Part of the sitcom energy seemed to be driven simply by Cera's presence.  The audience opted to read everything he did as comic deadpan. I don't think he was trying for that but his well-established film and TV reputation got in the way.  Then again, for me, he wasn't offering much more anyway.  He had about two expressions and I found once he'd established his version of Warren at the get-go he struggled to get to any other place with the character. I was in the second row and he did well up with emotion late in the play.  But you had to strain to see it.  It was not an effective stage performance. 

This is not an easy play to perform and anyone who thinks it is is missing the giant iceberg of subtext in every line.  But these guys seemed to be skating on the surface not plumbing the tremendous depths of the text.  AND THAT IS AN ACTUAL CRIME. 

And as for Gevinson, she was a disaster. On the one hand the idea that Jessica was a goofy, awkward partner well-suited to the strange Warren was an interesting choice.  She had always read as a character slightly out of his reach at the start but comes around as a more suitable partner.  But here Gevinson is playing her as this broad comedienne which might have been fine but she did not have the acting talent/comedic timing to pull it off. With a verbal affectation (see Jessica Hecht and every play she's done in the last 5 years)  I never felt she had any sense of why she was doing what she was doing. 

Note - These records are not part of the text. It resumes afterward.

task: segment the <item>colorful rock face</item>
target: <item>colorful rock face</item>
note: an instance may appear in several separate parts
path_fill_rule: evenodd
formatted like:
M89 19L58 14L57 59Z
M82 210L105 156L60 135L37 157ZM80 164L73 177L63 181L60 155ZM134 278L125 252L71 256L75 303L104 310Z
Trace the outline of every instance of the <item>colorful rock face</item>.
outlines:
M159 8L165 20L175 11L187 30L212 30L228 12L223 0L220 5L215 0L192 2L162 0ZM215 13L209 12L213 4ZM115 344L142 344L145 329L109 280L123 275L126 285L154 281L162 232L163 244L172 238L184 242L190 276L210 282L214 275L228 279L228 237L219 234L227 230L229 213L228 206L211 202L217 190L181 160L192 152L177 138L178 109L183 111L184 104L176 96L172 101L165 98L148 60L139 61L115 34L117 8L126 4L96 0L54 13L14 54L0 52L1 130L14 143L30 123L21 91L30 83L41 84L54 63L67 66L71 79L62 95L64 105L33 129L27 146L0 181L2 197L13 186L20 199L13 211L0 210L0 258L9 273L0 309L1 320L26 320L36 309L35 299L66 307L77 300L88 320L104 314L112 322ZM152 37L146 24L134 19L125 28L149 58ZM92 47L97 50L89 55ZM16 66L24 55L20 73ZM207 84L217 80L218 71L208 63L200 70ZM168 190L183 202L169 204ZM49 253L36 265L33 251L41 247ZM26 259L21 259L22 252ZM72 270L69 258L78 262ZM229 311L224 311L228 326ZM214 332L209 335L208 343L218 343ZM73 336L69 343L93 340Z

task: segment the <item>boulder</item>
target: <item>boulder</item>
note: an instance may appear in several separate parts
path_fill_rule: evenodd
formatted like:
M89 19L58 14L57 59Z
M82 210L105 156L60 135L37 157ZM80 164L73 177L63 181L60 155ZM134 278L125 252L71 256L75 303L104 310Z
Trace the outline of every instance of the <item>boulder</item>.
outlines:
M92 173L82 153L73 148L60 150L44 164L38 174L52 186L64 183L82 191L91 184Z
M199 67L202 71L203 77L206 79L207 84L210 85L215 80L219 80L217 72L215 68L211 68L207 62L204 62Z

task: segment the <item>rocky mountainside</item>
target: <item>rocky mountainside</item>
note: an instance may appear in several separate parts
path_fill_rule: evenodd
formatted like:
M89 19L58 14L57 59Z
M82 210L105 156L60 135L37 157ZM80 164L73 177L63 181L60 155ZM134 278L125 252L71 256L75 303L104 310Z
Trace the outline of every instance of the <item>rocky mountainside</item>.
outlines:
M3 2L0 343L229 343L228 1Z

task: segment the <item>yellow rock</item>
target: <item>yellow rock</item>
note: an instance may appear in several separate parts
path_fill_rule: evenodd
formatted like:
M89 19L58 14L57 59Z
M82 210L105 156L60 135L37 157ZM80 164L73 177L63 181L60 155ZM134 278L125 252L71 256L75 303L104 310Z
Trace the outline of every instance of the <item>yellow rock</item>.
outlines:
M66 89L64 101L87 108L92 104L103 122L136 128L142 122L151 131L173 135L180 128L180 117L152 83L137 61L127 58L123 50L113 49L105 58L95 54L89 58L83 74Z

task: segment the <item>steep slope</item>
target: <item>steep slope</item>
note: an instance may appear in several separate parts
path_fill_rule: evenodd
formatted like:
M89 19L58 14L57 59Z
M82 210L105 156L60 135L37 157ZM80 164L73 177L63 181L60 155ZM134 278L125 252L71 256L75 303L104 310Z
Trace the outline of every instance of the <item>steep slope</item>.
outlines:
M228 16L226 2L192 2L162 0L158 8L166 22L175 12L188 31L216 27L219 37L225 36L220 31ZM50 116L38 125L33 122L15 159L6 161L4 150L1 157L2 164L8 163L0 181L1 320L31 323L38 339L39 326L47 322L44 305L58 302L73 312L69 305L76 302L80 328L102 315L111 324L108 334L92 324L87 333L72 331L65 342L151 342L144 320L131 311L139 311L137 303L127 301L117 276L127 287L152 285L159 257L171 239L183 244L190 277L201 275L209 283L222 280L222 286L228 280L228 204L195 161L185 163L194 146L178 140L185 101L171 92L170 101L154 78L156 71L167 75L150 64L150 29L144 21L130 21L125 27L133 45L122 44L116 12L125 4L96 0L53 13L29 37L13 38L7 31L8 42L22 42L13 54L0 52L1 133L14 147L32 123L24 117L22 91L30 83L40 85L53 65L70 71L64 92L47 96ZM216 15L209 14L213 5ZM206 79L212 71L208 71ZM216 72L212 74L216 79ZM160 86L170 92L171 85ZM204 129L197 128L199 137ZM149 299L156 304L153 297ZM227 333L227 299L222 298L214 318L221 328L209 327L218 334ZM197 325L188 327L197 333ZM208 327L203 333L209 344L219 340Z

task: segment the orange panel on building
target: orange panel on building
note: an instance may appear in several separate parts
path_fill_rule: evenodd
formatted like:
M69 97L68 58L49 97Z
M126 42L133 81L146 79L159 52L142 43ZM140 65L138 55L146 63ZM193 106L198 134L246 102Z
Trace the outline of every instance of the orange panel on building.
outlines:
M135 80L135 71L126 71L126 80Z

Cera and Culkin must have been told to play up their characters' frenetic drug-addled energy and each makes different choices to execute that with some angular anxiety. Cera with one hand buried in his pants pocket at all times. Culkin with the constant mussing of his own hair. But neither choice felt organic.  Everything they did seemed telegraphed and actor-y.  Neither actor seemed to truly fuse their stage business with their character.  They were hitting their marks and doing what they were told, but neither seemed 100% to believe who they were. They felt like two pals rough-housing on stage but the depth of emotions the characters have for each other--whether anger, resentment, affection, or fidelity never comes across.

Of the three, I liked Culkin the most but I wonder if it's because he didn't have the heavy emotional lifting the other two had.  Maybe no one could ever live up to Ruffalo's transcendent performance. But Cera didn't even seem to have a range of emotions. And for a role that is nuanced and heart-breaking I was sad to leave the show heartbroken for a myriad of reasons having nothing to do with  the play and all to do with the production.

I really liked some of the choices Anna Shapiro made.  At one point seating Warren in a chair wedged into the most awkward spot in the room said so much about his character.  And when Warren and Jessica were seated at the table and somehow managed to get close to holding hands (from where I was sitting I couldn't see if they actually touched). 

The problem with audience laughter did not feel like it was borne of the direction.  But maybe those with more insight on directing would have a stronger take on that.  It seemed to me that even the actors weren't leaning on comedy to get them through the play (well only occasionally perhaps). 

I love this play.  I can read it and re-read it and feel the painful stings of defeat, loss, and confusion.  I weep for Warren when he's so hurt and cannot express it.  But I left this production dry-eyed.  When the most beautiful and sad of lines gets trampled with audience laughter at a moment where nothing is funny and everything is tragic I started to feel like Broadway audiences didn't deserve this wonderful play.